Nelle scorse settimane ho letto tanti commenti critici riguardo questa iniziativa sulla stampa specializzata e, da convinto sostenitore della necessità di valorizzare e qualificare frutta e verdura, l’iniziativa non è piaciuta nemmeno a me. Francamente, però, sul piano sostanziale non sposta più di tanto la “svalorizzazione” di frutta e verdura portata avanti da diverso tempo da una parte del sistema distributivo moderno nel nostro Paese. Semmai la spettacolarizza. Fra uno, sette o nove centesimi al kg è più una questione di matematica che di valore, visto che spendendo meno che per un caffè puoi in ogni caso mettere a tavola dieci persone e saziarle.

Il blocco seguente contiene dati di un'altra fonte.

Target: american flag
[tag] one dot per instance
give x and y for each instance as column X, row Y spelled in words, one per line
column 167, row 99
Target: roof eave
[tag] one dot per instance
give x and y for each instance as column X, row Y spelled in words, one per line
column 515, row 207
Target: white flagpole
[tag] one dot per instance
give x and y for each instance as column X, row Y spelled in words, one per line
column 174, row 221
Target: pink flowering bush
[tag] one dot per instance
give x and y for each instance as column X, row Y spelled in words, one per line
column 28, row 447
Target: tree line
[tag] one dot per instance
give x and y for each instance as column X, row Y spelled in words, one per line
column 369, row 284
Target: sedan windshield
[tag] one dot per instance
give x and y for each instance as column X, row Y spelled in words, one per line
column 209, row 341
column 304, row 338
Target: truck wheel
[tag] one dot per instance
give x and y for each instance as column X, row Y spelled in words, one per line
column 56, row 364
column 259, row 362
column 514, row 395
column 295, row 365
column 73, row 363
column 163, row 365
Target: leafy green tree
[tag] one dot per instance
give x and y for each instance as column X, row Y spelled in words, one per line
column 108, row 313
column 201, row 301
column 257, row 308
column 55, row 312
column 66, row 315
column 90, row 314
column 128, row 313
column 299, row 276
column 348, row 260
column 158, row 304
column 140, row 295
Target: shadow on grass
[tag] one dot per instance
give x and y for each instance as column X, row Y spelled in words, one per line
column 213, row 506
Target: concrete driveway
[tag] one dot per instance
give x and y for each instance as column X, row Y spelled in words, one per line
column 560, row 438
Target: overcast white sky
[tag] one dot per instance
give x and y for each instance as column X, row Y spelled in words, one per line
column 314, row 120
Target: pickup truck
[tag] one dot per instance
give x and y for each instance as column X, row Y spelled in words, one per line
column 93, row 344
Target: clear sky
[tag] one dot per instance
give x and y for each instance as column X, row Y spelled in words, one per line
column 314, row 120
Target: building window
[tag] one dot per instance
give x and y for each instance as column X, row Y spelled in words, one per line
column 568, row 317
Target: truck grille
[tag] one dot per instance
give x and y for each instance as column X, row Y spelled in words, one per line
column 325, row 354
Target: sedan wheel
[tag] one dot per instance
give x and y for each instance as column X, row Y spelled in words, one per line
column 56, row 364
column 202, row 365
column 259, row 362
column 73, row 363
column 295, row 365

In realtà la meccanica promozionale di Eurospin pone in essere due elementi, almeno parzialmente innovativi, che meritano un approfondimento per poter trarre qualche insegnamento da questa vicenda.
Il primo è che il prezzo in questo caso è simbolico, per cui in realtà si tratta di un regalo ai propri clienti - senza alcun vincolo di altri acquisti - che supera nella meccanica le problematiche di fare uscire gratuitamente un prodotto dalle casse. Sappiamo quanto l’effetto regalo sia contagioso fra gli acquirenti, per cui era facile prevedere lift promozionali, come si dice in gergo, ovvero moltiplicatori delle vendite a due cifre. Se di primo mattino il prodotto era già esaurito, i conti sono stati completamente sbagliati e l'errore ha prodotto un effetto boomerang rispetto agli obiettivi di partenza per il retailer.

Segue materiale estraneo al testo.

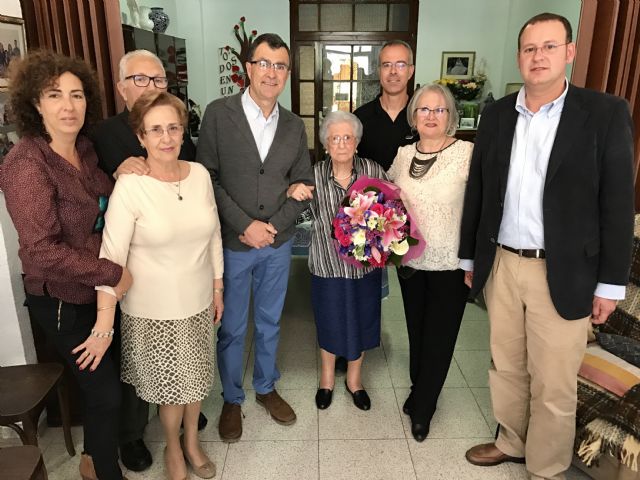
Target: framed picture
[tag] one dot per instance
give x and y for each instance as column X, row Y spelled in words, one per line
column 457, row 65
column 467, row 123
column 12, row 44
column 512, row 87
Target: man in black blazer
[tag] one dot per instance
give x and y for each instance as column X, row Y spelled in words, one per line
column 547, row 231
column 120, row 152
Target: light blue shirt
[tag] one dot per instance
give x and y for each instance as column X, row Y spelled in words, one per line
column 522, row 225
column 263, row 129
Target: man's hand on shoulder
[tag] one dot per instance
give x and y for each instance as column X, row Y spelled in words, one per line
column 602, row 308
column 137, row 165
column 258, row 234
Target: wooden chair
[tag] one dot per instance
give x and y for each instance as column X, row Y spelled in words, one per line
column 22, row 463
column 23, row 393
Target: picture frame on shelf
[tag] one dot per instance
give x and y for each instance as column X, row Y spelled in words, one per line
column 457, row 65
column 467, row 123
column 512, row 87
column 12, row 45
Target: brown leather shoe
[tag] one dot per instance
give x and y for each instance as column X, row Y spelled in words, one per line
column 488, row 455
column 280, row 410
column 230, row 425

Il secondo elemento innovativo è che nell’operazione Eurospin dichiara di corrispondere il “giusto prezzo” ai fornitori, accettando di perdere la differenza. Tecnicamente una vendita sottocosto, dunque, dove però il significato di “giusto” è diverso in base al soggetto che lo formula e ai punti di vista dello stesso. Basti pensare che in una condizione di mercato difficile, il giusto prezzo per il produttore potrebbe essere il costo di produzione, poiché più elevato del valore di scambio, mentre in carenza di offerta il prezzo giusto diviene proprio il valore di mercato.

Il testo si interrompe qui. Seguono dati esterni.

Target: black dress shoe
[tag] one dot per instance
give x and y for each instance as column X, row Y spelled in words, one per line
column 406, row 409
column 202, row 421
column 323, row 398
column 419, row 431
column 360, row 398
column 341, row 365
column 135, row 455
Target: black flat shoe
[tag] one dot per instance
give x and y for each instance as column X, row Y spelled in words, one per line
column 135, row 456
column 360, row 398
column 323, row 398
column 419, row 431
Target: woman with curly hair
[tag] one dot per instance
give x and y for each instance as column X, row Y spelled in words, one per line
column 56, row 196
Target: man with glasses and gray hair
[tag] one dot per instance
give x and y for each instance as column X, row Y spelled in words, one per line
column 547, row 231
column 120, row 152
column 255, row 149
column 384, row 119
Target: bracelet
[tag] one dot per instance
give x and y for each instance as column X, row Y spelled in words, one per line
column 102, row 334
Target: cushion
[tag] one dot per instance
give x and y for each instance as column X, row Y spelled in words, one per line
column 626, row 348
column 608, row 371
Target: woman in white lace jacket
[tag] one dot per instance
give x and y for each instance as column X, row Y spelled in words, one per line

Il parametro con cui Eurospin determina il giusto valore non sono riuscito a trovarlo, ma sarebbe interessante capirlo perché nelle ultime settimane il mercato dell’anguria è decisamente migliorato, arrivando questa settimana a quotazioni fra 30 e 40 centesimi all’ingrosso che, se prese come riferimento, avranno fatto lievitare non poco il costo dell’operazione. Eurospin afferma che l’operazione stessa ha addirittura fatto aumentare i prezzi all’ingrosso e, quindi, aggiungo io, è stato un doppio boomerang per la stessa. Devo però aggiungere che, pur con il grande rispetto che ho per Eurospin e il modello di discount all’italiana che ha lanciato, i numeri ci dicono che non ha una dimensione d’acquisto tale da influenzare il mercato se non, forse, sul piano emotivo.


La vera morale di quest’iniziativa purtroppo è un’altra, ovvero l’ennesima conferma che i volantini in ortofrutta, soprattutto sui prodotti stagionali, sono una sciagura perché presuppongono di conoscere le condizioni di mercato con un anticipo non compatibile con l’andamento dei mercati stessi, per cui alla fine anche da questa operazione escono tutti insoddisfatti. I consumatori che non sono riusciti a trovare il prodotto, la catena perché li ha scontentati pur avendo investito nell’iniziativa e i fornitori perché avranno in ogni caso visto svilire il frutto del loro lavoro, sempreché almeno il prezzo corrisposto sia “giusto” dal loro punto di vista; se no oltre alla beffa anche il danno.